Ale to nie wszystko, bo fotosynteza na Wenus mogłaby zachodzić również w nocy, dzięki ciepłu odbijanemu przez powierzchnię planety lub promieniowaniu podczerwonemu. To oznacza, że w chmurach Wenus mogłaby być ogromna różnorodność organizmów żywych, o innych właściwościach absorpcji długości światła.
Badania wykazały, że wenusjańskie chmury mogą działać jak specjalny filtr, oczyszczając światło słoneczne z dużej części szkodliwego dla życia promieniowania ultrafioletowego (UV). Mogą wykazywać podobne funkcje do ziemskiej warstwy ozonowej.
Co z tego wynika?
Biorący udział w badaniach Yeon Joo Lee wykazał, że środkowe i dolne warstwy chmur wenusjańskich otrzymują 80-90% mniej promieniowania UV-A w porównaniu z powierzchnią Ziemi i są niemal w całości pozbawione szkodliwego promieniowania UV-B i UV-C. Wnioski nasuwają się same.

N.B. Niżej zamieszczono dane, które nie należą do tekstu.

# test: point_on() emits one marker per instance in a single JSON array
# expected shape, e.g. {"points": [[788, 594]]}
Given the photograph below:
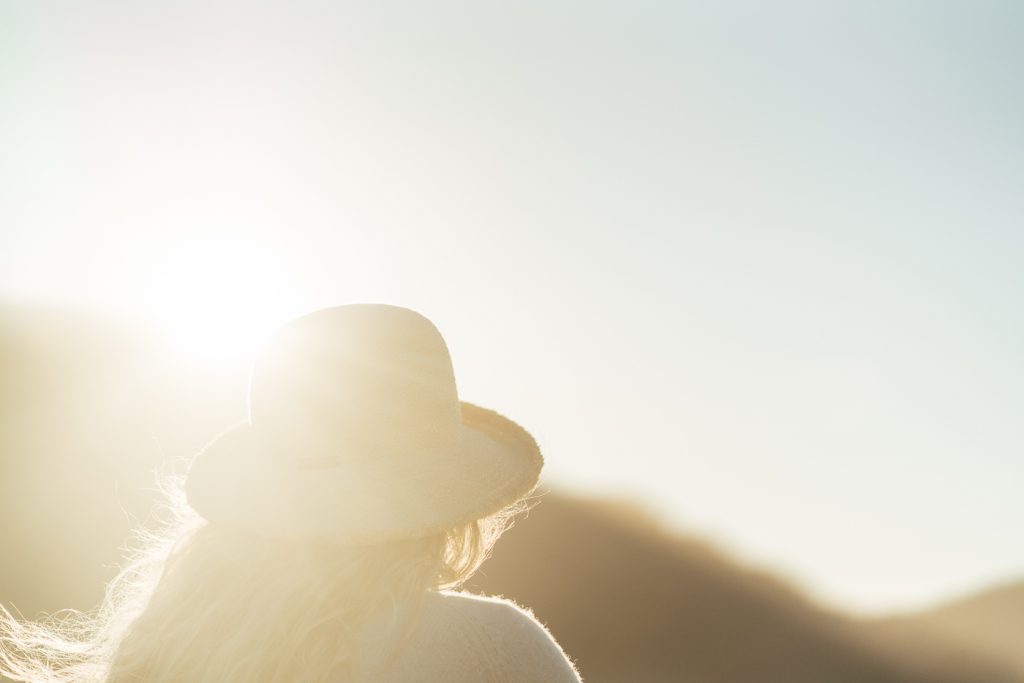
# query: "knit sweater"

W chmurach Wenus panują warunki sprzyjające rozwojowi życia.
Mimo iż wcześniejsze badania wykazały, że wenusjańskie chmury są zbyt suche, by podtrzymać jakiekolwiek życie, zespół Mogula sugeruje inną możliwość. Wenusjańskie chmury mogą być częściowo złożone ze zneutralizowanych form kwasu siarkowego, takich jak wodorosiarczan amonu. W takich warunkach aktywność wody byłaby znacznie wyższa niż wcześniej sądzono.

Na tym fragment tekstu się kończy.